Les pesticides seraient-ils superflus ? L’Institut national de la recherche agronomique (Inra), en partenariat avec l’université de Rennes 1, a publié une étude allant dans ce sens dans la revue scientifique Nature Sustainability. En se basant sur les résultats de centaines de publications précédentes, les scientifiques montrent que l’agriculture biologique ne souffre pas du manque de pesticides. Mieux: il semble que ce mode d’exploitation soit plus efficace contre les bioagresseurs que l’agriculture dite conventionnelle.
Pour les chercheurs de l’Inra, «la régulation naturelle des bioagresseurs (qu’il s’agisse de taux de parasitisme, de prédation ou de compétition) est plus importante dans les systèmes d’agriculture biologique que dans les systèmes d’agriculture conventionnelle et ce pour tous les types de bioagresseurs (pathogènes, ravageurs ou adventices)». En d’autres termes, l’équilibre naturel entre les espèces est mieux préservé dans le cas d’une agriculture biologique. Or cette régulation naturelle est, d’après l’enquête de l’INRA, plus efficace que l’emploi de pesticides, pour protéger les cultures. De plus, si les deux modèles – biologique et conventionnel – subissent les mêmes proportions d’attaques par des insectes ravageurs, l’agriculture bio est moins touchée par des champignons ou des bactéries que celle qui utilise des pesticides, d’après les résultats de l’enquête.
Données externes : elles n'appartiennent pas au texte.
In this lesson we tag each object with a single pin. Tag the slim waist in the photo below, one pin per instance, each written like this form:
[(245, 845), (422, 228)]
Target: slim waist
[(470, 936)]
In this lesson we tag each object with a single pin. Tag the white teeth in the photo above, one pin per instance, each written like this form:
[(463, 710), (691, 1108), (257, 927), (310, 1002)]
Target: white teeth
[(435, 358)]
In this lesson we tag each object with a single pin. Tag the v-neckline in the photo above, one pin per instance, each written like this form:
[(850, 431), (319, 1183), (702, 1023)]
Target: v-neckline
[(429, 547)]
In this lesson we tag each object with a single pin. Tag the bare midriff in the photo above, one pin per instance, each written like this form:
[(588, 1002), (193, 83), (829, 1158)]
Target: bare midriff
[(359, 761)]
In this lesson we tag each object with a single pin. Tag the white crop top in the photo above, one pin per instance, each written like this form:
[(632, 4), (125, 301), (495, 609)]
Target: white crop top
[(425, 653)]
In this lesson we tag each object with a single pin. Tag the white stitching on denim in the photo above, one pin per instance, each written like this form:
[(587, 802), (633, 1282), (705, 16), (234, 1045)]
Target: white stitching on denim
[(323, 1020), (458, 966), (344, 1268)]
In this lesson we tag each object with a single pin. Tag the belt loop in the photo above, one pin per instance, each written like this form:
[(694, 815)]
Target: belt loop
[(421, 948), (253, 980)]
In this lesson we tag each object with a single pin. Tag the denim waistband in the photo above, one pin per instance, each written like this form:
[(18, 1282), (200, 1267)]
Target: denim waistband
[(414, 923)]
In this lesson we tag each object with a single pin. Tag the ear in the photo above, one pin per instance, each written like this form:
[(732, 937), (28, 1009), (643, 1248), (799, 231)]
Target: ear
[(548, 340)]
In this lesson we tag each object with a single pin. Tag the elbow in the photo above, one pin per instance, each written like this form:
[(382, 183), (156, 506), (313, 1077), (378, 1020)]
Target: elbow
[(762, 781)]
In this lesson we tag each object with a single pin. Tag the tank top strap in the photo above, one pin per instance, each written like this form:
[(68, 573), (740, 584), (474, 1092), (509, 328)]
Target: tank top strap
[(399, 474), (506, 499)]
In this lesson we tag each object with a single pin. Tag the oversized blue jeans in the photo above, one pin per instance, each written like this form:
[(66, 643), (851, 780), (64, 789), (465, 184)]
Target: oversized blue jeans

Un modèle d’agriculture plus complexe qui rebute certains
Pour Philippe Jehan, président de la fédération départementale des syndicats d’exploitants agricoles de Mayenne, cette étude est «intéressante, mais elle ne dit rien de la productivité des exploitations qui ont choisi l’agriculture biologique». En effet, selon l’exploitant, les marges entre les exploitations bios et celles que l’on considère comme conventionnelles sont radicalement différentes: «aujourd’hui une vache de mon exploitation produit 9000 litres de laits par an. En bio on est plus sur un niveau de 5 à 6000 litres». Christian Huiyghe, directeur scientifique pour l’agriculture à l’Inra, se défend: «le but de cette étude n’était pas de comparer la productivité des deux modèles agricoles. Nous ne prétendons pas répondre avec ce papier à toutes les questions que pose l’agriculture biologique».
Le chercheur et le syndicaliste partagent néanmoins le même constat: le bio est un modèle beaucoup plus complexe que l’agriculture conventionnelle. «Aujourd’hui la plupart des exploitants agricoles qui veulent se convertir au bio ont besoin de se former. Personnellement je suis Bac+2, mais si je veux me lancer dans le bio, je dois faire de la formation continue», témoigne Philippe Jehan. Christian Huyghes explique quant à lui que «la complexité du bio découle de la nécessité de trouver un équilibre entre l’ensemble des phénomènes de régulation naturels. L’agriculture biologique n’est pas que l’application d’une recette fixe. Si on n’en comprend pas les mécanismes, on ne peut pas y arriver». Pour Philippe Jehan il est clair qu’entre un agriculteur conventionnel et celui qui a une exploitation biologique, «les deux ne font pas le même métier».